Research In Action
Research In Action
One of the most fascinating blind spots in medicine is how we manage medical fitness to drive. I became aware of this as a Fellow in Geriatric Medicine in Bristol, England in the early nineties when working in a memory clinic. During our medical forms assessment, it was assumed that older people, and especially those living with dementia, did not drive.
This belief prompted me to engage with a study, one of the earliest of its type in Europe. Interest in the topic soon arose in several parts of the world, crystallized by the Swedish Road Traffic administration bringing together all those who had published on dementia and driving to a meeting in in 1994.
A number of points began to emerge. First, both simple and complex tests of cognition were unlikely to determine medical fitness to drive; instead, it would likely need a clinical determination. Second, there was a growing realization that the key health issue was not safety, but instead, the challenge of being unable to drive and reduced mobility. Underlying these points was the widely held myth that older drivers were more dangerous than other age groups on the road.

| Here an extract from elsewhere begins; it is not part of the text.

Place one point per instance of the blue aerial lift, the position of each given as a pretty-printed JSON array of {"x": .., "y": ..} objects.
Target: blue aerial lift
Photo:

As an emerging group of researchers, we worked hard to dispel some of these myths and develop practical techniques of assessing medical fitness to drive, informing both the Organization for Economic Co-operation and Development (OECD) and the US Transportation Research Board of the importance of maintaining mobility and access to transportation for older people’s health and well-being.
Bringing the basics of assessing and managing medical fitness to drive into the working lives of physicians is a challenge, but it’s a cultural issue rather than the lack of knowledge and resources to share. As Louise Aronson eloquently stated in the New England Journal of Medicine: “Some physicians argue that the absence of a gold standard justifies keeping discussions of driving off the clinician’s task list -- a standard that is not applied to countless other conditions. Others invoke privacy concerns; but, that reasoning is no longer applied to discussions of sex, substance use, exercise, or diet, other common activities with both personal and public health implications.
One of my most fortuitous encounters in the journey to promote an enabling positive perspective on medical fitness to drive was a chance encounter with CIRP@CHOP’s Dr. Flaura Winston at a Transportation Research Board meeting in Washington. Her fresh thinking, deep expertise, achievements in injury prevention, and energetic mindset sparked a range of synergistic thoughts.
Among these was the fact that assessing medical fitness to drive in younger populations and those with ADHD has less to do with cognition and more to do with behavior and judgment. This is a truth at all ages and an aid to unpicking the obsession in the medical literature on cognitive measurements and transitioning to a more global clinical assessment. Equally, there are lessons to be learned across the lifespan in assessing medical fitness to drive from the techniques applied by both geriatrics and pediatrics.
A Fresh Approach to Traffic Medicine
Our developing work together, as well as experience and networks across a number of continents, prompted us to articulate the need for a fresh approach by the medical profession to medical fitness to drive, embracing the possibilities of taking ownership of a rehabilitative and enabling approach to supporting continued safe driving for those with relevant medical conditions.
Fragmented guidelines and varying degrees of medical advisory board presence across the US’ 50 states (with none in some) is one barrier to developing a more universal approach by US physicians. This contrasts with the nationwide guidelines across Canada’s provinces and states and in Australia, as well as with the evolving harmonization of medical fitness to drive in the European Union. In each of these settings, there is an understanding that physicians will engage with assessing medical fitness to drive when supported by up-to-date guidelines.
A perspective paper that Dr. Winston and I recently wrote for the National Academy of Medicine developed these themes in what we hope will spark debate in the medical and scientific community. We aspire to promote a culture that ensures our future well-being will not be abbreviated through physician indifference to supporting safe transportation as a key determinant of health and social inclusion.